Extraliscio feat. Davide Toffolo – “Bianca luce nera”: 6. Confesso di averli rivalutati. Confesso anche che rispetto alla prima esibizione sono andati molto meglio. Confesso che poi tanto male non sono.

Ghemon – “Momento perfetto”: 8. Continua a esser fuori luogo ovunque (cit) come solo lui sa fare. Ed è tutto perfetto, come il momento nel titolo.

Francesco Renga – “Quando trovo te”: 0+(0x0)=0. Ce lo sorbiamo due volte perché la vita è lacrime, dolore, sangue e bis di Renga. Purtroppo la prima volta il microfono non andava bene. René Ferretti urlerebbe “Cane, cane senza appello, cane maledetto”. Io non urlo niente. Che già ci pensa Renga a urlare male e verrebbe fuori un casino. L’inferno me lo immagino con lui che urla “SEEEEEEMPRUUUUUEEEHHH” in loop. Che voce, quest’uomo. Un usignolo sparato.
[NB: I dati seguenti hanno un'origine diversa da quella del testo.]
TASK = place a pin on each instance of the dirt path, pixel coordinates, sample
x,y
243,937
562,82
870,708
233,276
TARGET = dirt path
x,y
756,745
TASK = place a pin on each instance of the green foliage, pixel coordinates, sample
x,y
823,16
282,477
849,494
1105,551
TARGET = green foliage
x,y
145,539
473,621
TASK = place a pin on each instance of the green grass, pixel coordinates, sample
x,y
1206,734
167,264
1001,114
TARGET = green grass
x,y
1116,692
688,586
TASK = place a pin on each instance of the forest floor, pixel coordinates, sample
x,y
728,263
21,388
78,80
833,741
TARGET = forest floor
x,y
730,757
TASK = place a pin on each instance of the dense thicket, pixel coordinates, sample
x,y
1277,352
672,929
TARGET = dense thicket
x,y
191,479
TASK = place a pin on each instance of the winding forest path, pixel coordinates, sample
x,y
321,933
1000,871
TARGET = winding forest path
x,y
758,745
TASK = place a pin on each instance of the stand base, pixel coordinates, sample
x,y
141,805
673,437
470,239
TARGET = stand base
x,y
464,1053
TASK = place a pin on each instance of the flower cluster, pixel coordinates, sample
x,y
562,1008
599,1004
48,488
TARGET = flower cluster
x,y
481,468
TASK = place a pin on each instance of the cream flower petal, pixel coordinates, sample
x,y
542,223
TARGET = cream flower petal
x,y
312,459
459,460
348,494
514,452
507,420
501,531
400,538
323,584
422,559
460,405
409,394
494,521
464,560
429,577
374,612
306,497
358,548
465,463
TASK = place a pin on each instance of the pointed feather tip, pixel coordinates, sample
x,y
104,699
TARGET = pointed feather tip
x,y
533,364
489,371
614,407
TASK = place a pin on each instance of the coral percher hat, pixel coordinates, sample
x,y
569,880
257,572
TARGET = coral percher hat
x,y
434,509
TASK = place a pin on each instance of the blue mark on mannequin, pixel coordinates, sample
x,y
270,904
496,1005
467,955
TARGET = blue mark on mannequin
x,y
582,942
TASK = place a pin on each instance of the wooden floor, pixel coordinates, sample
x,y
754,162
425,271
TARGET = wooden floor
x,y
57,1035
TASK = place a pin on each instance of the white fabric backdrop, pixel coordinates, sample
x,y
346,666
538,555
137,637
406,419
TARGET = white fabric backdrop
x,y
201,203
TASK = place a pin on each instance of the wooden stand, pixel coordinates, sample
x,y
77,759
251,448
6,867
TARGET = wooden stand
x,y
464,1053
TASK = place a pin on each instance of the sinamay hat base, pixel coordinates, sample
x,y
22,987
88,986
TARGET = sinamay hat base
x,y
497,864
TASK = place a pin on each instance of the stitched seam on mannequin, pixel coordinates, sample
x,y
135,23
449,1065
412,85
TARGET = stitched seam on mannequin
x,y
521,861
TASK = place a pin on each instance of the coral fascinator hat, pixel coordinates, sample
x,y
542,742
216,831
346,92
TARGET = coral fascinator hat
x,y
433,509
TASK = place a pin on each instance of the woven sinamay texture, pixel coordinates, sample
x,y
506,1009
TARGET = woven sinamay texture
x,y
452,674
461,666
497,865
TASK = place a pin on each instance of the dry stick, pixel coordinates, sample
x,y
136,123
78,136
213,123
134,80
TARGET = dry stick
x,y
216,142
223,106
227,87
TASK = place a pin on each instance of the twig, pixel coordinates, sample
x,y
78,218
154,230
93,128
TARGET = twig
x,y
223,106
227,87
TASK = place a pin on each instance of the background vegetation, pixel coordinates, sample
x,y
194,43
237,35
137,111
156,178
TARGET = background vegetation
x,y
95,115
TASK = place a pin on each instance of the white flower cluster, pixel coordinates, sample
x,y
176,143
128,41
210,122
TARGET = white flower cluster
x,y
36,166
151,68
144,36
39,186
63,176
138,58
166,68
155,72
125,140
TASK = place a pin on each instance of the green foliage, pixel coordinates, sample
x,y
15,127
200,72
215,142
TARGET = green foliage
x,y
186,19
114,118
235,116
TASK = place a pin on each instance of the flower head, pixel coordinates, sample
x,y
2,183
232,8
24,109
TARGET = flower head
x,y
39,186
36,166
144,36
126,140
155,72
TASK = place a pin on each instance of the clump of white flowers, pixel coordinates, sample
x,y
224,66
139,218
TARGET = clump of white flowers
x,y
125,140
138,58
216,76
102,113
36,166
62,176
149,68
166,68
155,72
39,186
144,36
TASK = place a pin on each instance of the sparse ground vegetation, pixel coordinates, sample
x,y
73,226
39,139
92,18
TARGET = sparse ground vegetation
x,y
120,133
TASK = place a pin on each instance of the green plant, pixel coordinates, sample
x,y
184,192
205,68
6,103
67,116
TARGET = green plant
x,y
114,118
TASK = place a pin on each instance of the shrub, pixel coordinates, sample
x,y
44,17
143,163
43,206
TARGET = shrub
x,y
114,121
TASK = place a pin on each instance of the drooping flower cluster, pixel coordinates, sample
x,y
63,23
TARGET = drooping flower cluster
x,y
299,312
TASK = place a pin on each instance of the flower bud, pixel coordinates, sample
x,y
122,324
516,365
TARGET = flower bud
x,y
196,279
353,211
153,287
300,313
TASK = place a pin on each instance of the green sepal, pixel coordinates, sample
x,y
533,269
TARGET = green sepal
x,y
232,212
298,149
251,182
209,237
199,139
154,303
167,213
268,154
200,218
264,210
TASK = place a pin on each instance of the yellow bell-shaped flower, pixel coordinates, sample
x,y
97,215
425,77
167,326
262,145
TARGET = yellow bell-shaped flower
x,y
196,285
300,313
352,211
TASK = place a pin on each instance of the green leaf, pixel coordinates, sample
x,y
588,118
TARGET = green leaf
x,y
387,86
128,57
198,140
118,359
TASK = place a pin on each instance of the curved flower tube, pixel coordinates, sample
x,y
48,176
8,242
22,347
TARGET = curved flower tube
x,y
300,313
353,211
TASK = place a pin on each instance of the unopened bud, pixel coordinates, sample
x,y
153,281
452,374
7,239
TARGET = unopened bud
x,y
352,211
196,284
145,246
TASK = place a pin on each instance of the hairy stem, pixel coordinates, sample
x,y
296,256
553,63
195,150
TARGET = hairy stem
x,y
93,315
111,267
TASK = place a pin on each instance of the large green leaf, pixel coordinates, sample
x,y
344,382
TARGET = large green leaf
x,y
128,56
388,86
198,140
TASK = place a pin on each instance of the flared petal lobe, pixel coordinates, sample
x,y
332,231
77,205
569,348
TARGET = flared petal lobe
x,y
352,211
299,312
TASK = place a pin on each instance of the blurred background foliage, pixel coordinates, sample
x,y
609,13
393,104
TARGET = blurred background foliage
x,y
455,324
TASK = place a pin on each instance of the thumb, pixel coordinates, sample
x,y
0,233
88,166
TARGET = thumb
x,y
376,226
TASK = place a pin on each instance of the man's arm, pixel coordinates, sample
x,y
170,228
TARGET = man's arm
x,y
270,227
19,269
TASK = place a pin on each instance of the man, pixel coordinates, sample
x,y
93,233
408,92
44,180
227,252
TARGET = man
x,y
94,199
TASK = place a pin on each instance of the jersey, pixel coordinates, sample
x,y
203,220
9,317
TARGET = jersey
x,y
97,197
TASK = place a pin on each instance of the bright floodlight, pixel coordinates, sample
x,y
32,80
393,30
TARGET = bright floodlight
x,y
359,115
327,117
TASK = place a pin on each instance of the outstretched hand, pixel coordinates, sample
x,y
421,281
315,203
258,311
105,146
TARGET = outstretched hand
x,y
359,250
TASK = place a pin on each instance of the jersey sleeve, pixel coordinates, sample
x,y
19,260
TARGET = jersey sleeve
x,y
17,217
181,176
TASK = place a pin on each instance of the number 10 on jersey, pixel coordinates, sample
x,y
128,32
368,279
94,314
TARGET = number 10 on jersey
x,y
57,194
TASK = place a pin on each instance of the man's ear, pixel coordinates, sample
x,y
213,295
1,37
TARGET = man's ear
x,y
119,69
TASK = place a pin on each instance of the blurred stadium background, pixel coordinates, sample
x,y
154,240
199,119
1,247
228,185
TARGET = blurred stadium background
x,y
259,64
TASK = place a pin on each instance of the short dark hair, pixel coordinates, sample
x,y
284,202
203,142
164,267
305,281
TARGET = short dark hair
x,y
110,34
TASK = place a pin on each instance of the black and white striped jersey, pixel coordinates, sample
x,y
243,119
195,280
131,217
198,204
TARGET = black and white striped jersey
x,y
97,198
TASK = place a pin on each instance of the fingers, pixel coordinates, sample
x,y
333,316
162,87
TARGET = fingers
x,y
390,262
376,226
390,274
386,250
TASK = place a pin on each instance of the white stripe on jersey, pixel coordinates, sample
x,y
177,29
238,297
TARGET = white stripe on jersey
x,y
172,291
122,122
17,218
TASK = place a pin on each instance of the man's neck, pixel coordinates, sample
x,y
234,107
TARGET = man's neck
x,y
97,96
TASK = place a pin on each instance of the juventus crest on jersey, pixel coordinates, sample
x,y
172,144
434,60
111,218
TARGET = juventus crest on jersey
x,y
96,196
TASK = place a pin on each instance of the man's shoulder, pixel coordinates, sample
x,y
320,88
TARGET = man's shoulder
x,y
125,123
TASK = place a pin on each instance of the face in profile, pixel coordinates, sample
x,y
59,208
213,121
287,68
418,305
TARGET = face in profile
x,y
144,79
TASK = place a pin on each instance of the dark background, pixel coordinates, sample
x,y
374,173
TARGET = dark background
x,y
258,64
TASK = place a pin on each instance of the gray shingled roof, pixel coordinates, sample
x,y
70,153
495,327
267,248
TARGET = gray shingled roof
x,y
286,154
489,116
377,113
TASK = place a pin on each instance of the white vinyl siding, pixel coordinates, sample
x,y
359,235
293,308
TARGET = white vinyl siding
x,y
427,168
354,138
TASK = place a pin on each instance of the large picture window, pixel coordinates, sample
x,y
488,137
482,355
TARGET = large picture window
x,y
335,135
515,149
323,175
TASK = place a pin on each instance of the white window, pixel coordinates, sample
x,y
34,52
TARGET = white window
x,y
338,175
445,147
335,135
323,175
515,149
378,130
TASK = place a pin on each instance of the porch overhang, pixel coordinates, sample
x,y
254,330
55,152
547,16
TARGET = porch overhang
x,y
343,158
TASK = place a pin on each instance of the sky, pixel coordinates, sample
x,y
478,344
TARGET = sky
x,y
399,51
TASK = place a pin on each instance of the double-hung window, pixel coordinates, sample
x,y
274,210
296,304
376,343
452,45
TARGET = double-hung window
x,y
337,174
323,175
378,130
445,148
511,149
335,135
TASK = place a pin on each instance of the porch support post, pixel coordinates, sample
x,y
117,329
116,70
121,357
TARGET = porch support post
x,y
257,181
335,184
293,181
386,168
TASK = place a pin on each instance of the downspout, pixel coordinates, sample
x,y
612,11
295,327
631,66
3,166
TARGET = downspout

Gio Evan – “Arnica”: 5. È il suo genere. È la sua canzone. Ed è uguale a tutte le altre che ha già fatto.

Ermal Meta – “Un milione di cose da dirti”: 5. Comunque concordo con la Berti nel chiamarlo Ermal Metal, perché a fine canzone ti senti i maroni di metallo, che pesano e ti arrivano a terra. Avrà anche un milione di cose da dire, ma – appunto – non dice niente.

Bugo – “E invece sì”: 4. E invece no, Cristian. Proprio no. Purtroppo.

Fulminacci – “Santa Marinella”: 7. ‘Sto pezzo è proprio figo, oh.

Gaia – “Cuore amaro”: 6. È una di quelle robe che non riascolterò mai più dopo Sanremo, ma ha ritmo e suona pure figa. E lei è bravina pure senza voce e imbottita di cortisone. Dovessi scegliere con che tormentone massacrarmi gli zebedei in estate, tra lei ed Elettra Lamborghini sceglierei tutta la vita lei. Farsi del male sì, ma il meno possibile.

Random – “Torno a te”: 1. E torna da lei, vai. E non voltarti.

Amadeus: 3. Ho fatto un incubo, ero Amadeus.

Fiorello: 5. Ha portato Avitabile sul palco (certo, poi Amadeus ha distrutto tutto) e solo per questo merita quasi la sufficienza. Però la sufficienza sarebbe troppo. Da quattro serate non azzecca nulla. Quindi no.

Zlatan Ibrahimovic: SV. È apparso pochissimo, ha ridetto le cose che ha già detto e niente. Boh.

Barbara Palombelli: 4. Al monologo di mezzanotte sono uscito a comprare del crack. Che già costa caro di suo, ma se esci dopo le 22 violi il coprifuoco e sono minimo 400 euro in più. Voglio essere risarcito. Ha reso la serata proprio frizzantina, non trovate?

Davide Shorty – Regina: 8. Di Davide ho già detto, è molto bravo. Non sarebbe stata la vittoria nei giovani a consacrarlo perché, di fatto, già lo è ed è assurdo che non stia tra i big. Premio Lucio Dalla e arriva secondo. Bene così, in fondo.

Folcast – “Scopriti”: 6. Non è nulla di nuovo ed entusiasmante, ma non è nemmeno da buttare. Ha un nome che sembra un gioco per la Playstation, tipo un survival horror. Finisce terzo e il podio forse un po’ se lo merita.

Gaudiano – “Polvere da sparo”: 6. Vince, come forse era prevedibile. Il prossimo anno però non ce ne ricorderemo più. E forse non è un male.

Wrongonyou – “Lezioni di volo”: 6,5. Vince il premio della critica e finisce quarto. Forse, ma dico fose, qualcosa in più di Gaudiano e Folcast la meritava. Però vabbè. Cioè. Insomma.

Sintesi. E anche la quarta serata ci saluta. Sempre meglio di una ginocchiata sui testicoli (doppio Renga a parte).